Arbeitsagentur will Hartz IV Bezieher zu Erziehern machen

Ab August 2013 warten auf die Betreiber von Kindertagesstätten erhebliche Herausforderungen. Denn zu diesem Datum entsteht für Eltern ein Rechtsanspruch auf einen Platz in Kitas. Experten sehen diese Situation kritisch, da es unter anderem am Personal mangelt. Eine Tatsache, die man seitens der Bundesagentur für Arbeit mit einem einfachen Trick entschärfen will – in dem man Langzeitarbeitslose zu Erziehern umfunktioniert.

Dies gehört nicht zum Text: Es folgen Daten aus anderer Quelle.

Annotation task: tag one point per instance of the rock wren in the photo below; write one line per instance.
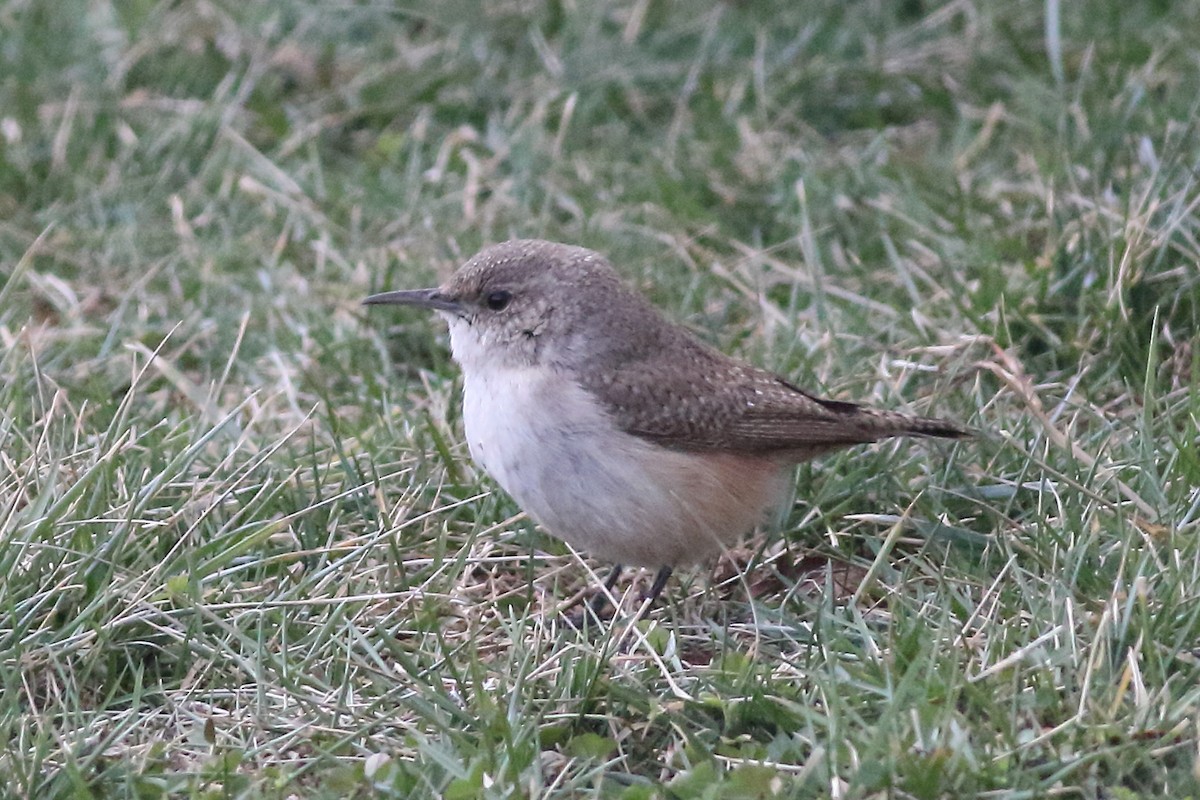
(615, 428)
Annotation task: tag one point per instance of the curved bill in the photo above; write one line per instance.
(420, 298)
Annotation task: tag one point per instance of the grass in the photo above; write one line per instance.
(244, 552)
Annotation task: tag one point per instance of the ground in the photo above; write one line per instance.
(244, 551)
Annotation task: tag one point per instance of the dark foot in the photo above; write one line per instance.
(598, 605)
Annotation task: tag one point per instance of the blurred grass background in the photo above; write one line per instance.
(243, 549)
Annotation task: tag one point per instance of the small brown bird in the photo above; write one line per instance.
(615, 428)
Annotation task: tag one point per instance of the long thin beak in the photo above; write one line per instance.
(419, 298)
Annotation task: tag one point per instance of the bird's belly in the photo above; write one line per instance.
(555, 449)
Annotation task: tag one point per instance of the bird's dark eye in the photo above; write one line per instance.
(498, 300)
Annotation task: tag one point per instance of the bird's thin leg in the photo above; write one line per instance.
(660, 581)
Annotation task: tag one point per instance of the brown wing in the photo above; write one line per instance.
(702, 400)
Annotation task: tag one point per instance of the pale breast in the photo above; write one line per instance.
(551, 445)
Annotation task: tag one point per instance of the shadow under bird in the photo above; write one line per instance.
(616, 428)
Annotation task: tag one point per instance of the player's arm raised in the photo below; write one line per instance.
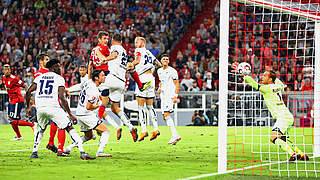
(91, 106)
(65, 104)
(32, 88)
(104, 58)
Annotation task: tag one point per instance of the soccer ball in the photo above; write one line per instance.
(244, 68)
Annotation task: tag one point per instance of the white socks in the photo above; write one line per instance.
(37, 139)
(112, 122)
(76, 138)
(83, 139)
(125, 120)
(142, 118)
(103, 141)
(153, 116)
(170, 124)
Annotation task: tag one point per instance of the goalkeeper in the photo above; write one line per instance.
(271, 88)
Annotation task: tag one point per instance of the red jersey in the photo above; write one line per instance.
(13, 84)
(40, 71)
(96, 61)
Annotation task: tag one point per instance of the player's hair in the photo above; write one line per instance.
(102, 33)
(164, 55)
(117, 37)
(40, 57)
(95, 74)
(52, 62)
(142, 39)
(273, 75)
(83, 66)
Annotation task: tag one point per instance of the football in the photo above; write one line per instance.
(244, 68)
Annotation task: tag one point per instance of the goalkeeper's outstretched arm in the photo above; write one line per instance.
(252, 82)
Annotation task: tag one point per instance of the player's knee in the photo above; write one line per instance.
(105, 92)
(13, 122)
(149, 107)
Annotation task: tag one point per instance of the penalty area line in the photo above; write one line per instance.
(23, 150)
(235, 170)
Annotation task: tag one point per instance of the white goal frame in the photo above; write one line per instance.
(223, 77)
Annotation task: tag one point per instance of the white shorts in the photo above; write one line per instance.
(149, 92)
(56, 114)
(283, 123)
(166, 105)
(88, 122)
(116, 87)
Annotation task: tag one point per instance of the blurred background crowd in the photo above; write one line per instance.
(187, 29)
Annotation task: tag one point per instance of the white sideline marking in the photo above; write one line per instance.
(22, 150)
(234, 170)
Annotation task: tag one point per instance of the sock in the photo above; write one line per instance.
(103, 141)
(37, 139)
(102, 108)
(124, 118)
(25, 123)
(142, 118)
(284, 146)
(112, 122)
(61, 139)
(76, 138)
(14, 125)
(170, 124)
(136, 78)
(53, 131)
(153, 116)
(83, 139)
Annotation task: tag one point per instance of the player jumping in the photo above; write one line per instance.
(271, 89)
(49, 88)
(168, 90)
(88, 102)
(16, 101)
(144, 64)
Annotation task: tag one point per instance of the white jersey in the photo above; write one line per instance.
(166, 77)
(89, 93)
(77, 87)
(47, 94)
(146, 61)
(84, 78)
(117, 66)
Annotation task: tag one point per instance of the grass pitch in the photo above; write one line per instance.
(195, 154)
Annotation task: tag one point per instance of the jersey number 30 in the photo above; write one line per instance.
(48, 87)
(148, 59)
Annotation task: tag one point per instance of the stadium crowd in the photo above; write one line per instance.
(271, 39)
(67, 30)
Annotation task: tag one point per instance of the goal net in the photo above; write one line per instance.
(279, 35)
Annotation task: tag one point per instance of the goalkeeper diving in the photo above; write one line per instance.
(271, 88)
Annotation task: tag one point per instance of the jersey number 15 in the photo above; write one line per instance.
(48, 87)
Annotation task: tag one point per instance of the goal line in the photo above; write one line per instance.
(235, 170)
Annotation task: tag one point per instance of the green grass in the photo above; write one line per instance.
(195, 154)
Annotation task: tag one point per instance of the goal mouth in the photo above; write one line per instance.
(306, 8)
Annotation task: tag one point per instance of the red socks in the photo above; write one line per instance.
(136, 78)
(14, 125)
(102, 108)
(61, 139)
(53, 131)
(25, 123)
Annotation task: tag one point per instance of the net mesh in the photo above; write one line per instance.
(267, 38)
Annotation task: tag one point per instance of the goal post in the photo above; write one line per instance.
(223, 86)
(277, 33)
(316, 150)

Bundesagentur für Arbeit nennt erstmals Zahlen

Wie aus aktuellen Medienberichten hervorgeht, plant die Bundesagentur für Arbeit in diesem Zusammenhang scheinbar mit ambitionierten Zielen. Heinrich Alt rechnet vorerst mit rund 5.000 Betroffenen, die sich in geplante Maßnahmen integrieren lassen. Das Potenzial ist nach Ansicht der Bundesagentur aber wesentlich höher.

Vorstandsmitglied Alt erklärte gegenüber der Zeitung „RP“, dass man „etwa 800.000 Menschen, die zumindest die schulischen Voraussetzungen dafür erfüllen“ habe. Ein ausreichender Pool also, um arbeitswillige Langzeitarbeitslose für den Einsatz in Kindertagesstätten zu rekrutieren.

Nach Aussage von Heinrich Alt will man die Betroffenen allerdings nicht in den Erzieherberuf drängen, sie sollen sich dafür frei entscheiden – etwa im Anschluss an ein Praktikum.

Kritische Stimmen an Plänen

Die Pläne stoßen unter Experten allerdings auf Kritik, es wird unter anderem die fehlende Qualifikation bemängelt, welche sich in einem „Crash-Kurs“ sicher nicht nachholen lässt. Hinzu kommt, dass der Mangel an Kräften in der Kinderbetreuung Ausdruck mangelnder Aufstiegschancen und anderen Fehlern ist, wie einer geringen Bezahlung. Statt Hartz IV Bezieher umzufunktionieren, sollte man vielleicht an dieser Stelle ansetzen, um die Tätigkeit in Kitas attraktiver zu gestalten.